まるで世界中の不幸全部を背負い込んだような顔をしたイギリスが、低く呟く。
「…俺に………な……」
「え?」
低く不鮮明な言葉を聞き返すと、イギリスはようやく顔を上げた。きっときつい緑の目が向けられる。
「俺に、近づくな。……災いが…降りかかる」
「へぇっ!?」
思わず妙な声を漏らした俺は、でも直ぐに現状を理解した。
間違いなく病気が悪化してる!
「してねぇよ!」
あまりの衝撃に、思わず声に出していたらしいそれを、イギリスが即座に否定する。
でも、絶対に嘘だ。でなけりゃあんな普通に暮らしてたら一生使うことのないような言葉の羅列、さらっとでてくるはずがない。
「うるせぇ馬鹿野郎。だいたい、俺は病気じゃねぇって何回いったらわかんだよ。何でもかんでも名前つけて、決めつけやが……」
そこまで言って、何故かイギリスは言葉を切った。考え込むように視線を横に流し、名前? と小さく呟く。

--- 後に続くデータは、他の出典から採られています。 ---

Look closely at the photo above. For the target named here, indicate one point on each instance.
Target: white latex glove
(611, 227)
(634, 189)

俺はこの隙に、いつもどおりの反論をぶちまけようとした。だって、最近じゃあ、占い師だって『災い』なんて言葉使わないからね。いくらこの人が古臭い趣味だからって、ありえない!
けれど、その考えは直ぐに吹き飛ぶことになった。
「ぐっ……っ…」
突然、イギリスは呻き声を上げ、顔の右半分を覆うように片手を押し当てた。こんなところで倒れてたんだ。中二病もだけど、体調も相当悪いんだろう。

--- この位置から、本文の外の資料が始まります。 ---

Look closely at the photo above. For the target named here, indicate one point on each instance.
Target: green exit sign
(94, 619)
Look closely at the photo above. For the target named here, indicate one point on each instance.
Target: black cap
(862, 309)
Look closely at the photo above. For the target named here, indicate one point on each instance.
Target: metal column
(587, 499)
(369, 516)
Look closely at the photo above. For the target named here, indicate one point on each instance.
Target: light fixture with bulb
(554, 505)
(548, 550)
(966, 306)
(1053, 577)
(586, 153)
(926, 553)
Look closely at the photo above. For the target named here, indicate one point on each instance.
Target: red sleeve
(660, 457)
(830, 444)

苦しげに歪むその顔は、青白いを通り越して、紙みたいに真っ白になっていた。
「この話はまた後だ。治療はいつでもできるからね。とにかく、君は今すぐ横になったほうがいい」
言いつつふらりと揺らいだ体を支えようと、俺は腕を伸ばす。
だけどその手が届く前に、ぽつりと独りごとのような呟きが、その場に落ちた。